[PATCH] D144445: [ConstantFold][InstSimplify] folding load for constant global patterened arrays and structs

Kohei Asano via Phabricator via llvm-commits llvm-commits at lists.llvm.org
Tue Feb 28 05:06:26 PST 2023


khei4 planned changes to this revision.
khei4 added a comment.

Thank you for the review!



================
Comment at: llvm/lib/Analysis/ConstantFolding.cpp:781
+  // elements
+  if ((!CSTy || !CSTy->isPacked()) && !CATy)
+    return nullptr;
----------------
nikic wrote:
> This looks like a leftover from a previous implementation? I don't think your current one has any limitations regarding the type of the initializer.
I might have cared padding bit, but it's no longer needed if I use `ConstantFoldLoadFromConst`


================
Comment at: llvm/lib/Analysis/ConstantFolding.cpp:786
+  // Bail for large initializers in excess of 64K to avoid allocating
+  // too much memory.
+  if (!GVSize || UINT16_MAX < GVSize)
----------------
nikic wrote:
> If we have a 64K global and are reading 4 byte elements (i32) from it, then we need to check that 16k elements are the same. This is too expensive, as the compile-time regression shows.
> 
> We should limit this more aggressively to achieve reasonable compile-times, e.g. to 1K globals.
Sounds reasonable. I should have estimated it.


================
Comment at: llvm/lib/Analysis/ConstantFolding.cpp:794
+  unsigned char *GVBytes = RawBytes.data();
+  if (!ReadDataFromGlobal(C, 0, GVBytes, GVSize, DL))
+    return nullptr;
----------------
nikic wrote:
> Rather than `ReadDataFromGlobal()`, we should use `ConstantFoldLoadFromConst()` here (or rather in the loop below). This has two advantages: It's going to handle all types (including pointer loads), and it allows an early bailout if not all elements are the same. Your current implementation will always read the entire global, even if it's clear after two elements that it's not uniform.
> 
> It will also take care of endianness itself.
> Rather than `ReadDataFromGlobal()`, we should use `ConstantFoldLoadFromConst()` here (or rather in the loop below). This has two advantages: It's going to handle all types (including pointer loads), and it allows an early bailout if not all elements are the same. Your current implementation will always read the entire global, even if it's clear after two elements that it's not uniform.
> It will also take care of endianness itself.

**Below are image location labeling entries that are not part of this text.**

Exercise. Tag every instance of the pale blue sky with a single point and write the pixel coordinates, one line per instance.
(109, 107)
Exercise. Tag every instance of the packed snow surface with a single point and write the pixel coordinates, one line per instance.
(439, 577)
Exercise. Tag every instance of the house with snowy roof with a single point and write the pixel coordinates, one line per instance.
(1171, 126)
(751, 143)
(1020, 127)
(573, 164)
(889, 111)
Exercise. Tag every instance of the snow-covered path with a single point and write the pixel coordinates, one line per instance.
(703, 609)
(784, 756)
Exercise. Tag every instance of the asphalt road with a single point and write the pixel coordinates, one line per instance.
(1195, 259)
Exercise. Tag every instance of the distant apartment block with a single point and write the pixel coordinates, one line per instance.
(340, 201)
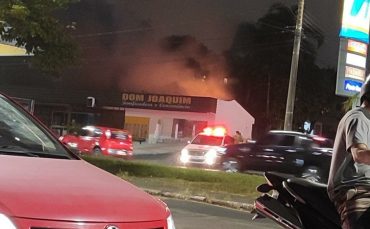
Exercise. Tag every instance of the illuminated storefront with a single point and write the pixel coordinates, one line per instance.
(354, 39)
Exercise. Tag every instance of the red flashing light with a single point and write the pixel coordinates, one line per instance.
(208, 130)
(321, 139)
(217, 131)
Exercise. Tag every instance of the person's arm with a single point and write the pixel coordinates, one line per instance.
(360, 153)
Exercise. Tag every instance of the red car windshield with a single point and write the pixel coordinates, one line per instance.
(207, 140)
(119, 135)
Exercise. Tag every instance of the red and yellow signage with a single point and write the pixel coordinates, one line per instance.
(355, 73)
(357, 47)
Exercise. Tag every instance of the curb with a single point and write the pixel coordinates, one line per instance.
(229, 204)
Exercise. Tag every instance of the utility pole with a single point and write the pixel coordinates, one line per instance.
(294, 68)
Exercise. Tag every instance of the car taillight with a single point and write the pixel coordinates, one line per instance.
(108, 134)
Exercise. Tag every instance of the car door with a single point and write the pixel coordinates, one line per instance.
(92, 139)
(86, 138)
(264, 155)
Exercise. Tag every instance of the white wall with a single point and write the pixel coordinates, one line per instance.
(234, 117)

Thank you! I couldn't notice that function. That sounds much more efficient than the current whole global variable reading. 


================
Comment at: llvm/lib/Analysis/ConstantFolding.cpp:798
+  unsigned LoadSize = LoadTy->getScalarSizeInBits() / 8;
+  if (LoadAlign <= GVSize)
+    for (unsigned ByteOffset = LoadAlign, E = GVSize - LoadSize;
----------------
nikic wrote:
> If the load alignment is used, you also need to make sure that the global alignment is `>=` the load alignment. Otherwise it doesn't really tell you anything.
> 
> Though I'm not sure we really want to use alignment to determine access stride -- this is pretty unusual. Based this on the getelementptr stride would be more typical and handle cases that alignment can't (e.g. non-power-of-two stride).
> If the load alignment is used, you also need to make sure that the global alignment is >= the load alignment. Otherwise it doesn't really tell you anything.

Right. I'll handle that case. 

> Based this on the getelementptr stride would be more typical and handle cases that alignment can't (e.g. non-power-of-two stride)

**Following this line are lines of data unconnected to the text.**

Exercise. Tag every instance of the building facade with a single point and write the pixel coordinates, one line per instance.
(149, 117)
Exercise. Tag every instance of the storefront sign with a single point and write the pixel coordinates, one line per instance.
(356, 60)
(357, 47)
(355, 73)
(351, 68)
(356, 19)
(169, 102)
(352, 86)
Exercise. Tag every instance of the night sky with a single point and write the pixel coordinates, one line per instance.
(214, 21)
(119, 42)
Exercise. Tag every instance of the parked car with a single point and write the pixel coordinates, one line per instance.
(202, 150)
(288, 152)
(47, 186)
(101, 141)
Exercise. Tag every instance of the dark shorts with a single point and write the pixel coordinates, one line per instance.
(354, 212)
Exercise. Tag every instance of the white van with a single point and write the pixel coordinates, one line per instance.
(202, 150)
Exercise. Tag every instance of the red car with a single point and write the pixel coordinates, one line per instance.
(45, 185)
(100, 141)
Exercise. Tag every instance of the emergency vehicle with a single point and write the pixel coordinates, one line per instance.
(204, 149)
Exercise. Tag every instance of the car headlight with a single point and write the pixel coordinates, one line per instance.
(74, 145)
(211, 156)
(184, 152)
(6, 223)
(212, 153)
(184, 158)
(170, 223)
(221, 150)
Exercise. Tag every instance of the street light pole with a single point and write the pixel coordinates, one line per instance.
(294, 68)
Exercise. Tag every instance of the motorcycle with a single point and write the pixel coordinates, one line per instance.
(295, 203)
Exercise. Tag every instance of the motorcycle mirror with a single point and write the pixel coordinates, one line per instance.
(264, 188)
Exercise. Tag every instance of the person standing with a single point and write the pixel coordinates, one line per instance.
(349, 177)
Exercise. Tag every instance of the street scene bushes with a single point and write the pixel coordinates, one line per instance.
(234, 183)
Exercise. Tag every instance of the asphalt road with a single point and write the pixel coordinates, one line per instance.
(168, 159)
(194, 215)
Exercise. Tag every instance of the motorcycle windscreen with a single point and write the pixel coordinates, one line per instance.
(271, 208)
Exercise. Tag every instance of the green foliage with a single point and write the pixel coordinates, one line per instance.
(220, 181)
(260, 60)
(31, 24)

Ok, I am a little confused. Overall I thought I don't need to care about the case that alive decides any value could be returned. Although I didn't,  `undef` value could be returned?

- if `Global Variable's alignment` > `load's alignment`, then whatever offsetted pointer is given to load, then any value could be returned.

https://alive2.llvm.org/ce/z/5_EDLB

- even if `Global Variable's alignment` <= `load's alignment`, the offset is not the multiple of load's alignment, then any value could be returned.

https://alive2.llvm.org/ce/z/Qnon4K

based on these assumptions, I used alignment to calculate possible valid accessible offsets. Are these assumptions and alive results correct?
I might have misunderstood or broadly interpret alive results.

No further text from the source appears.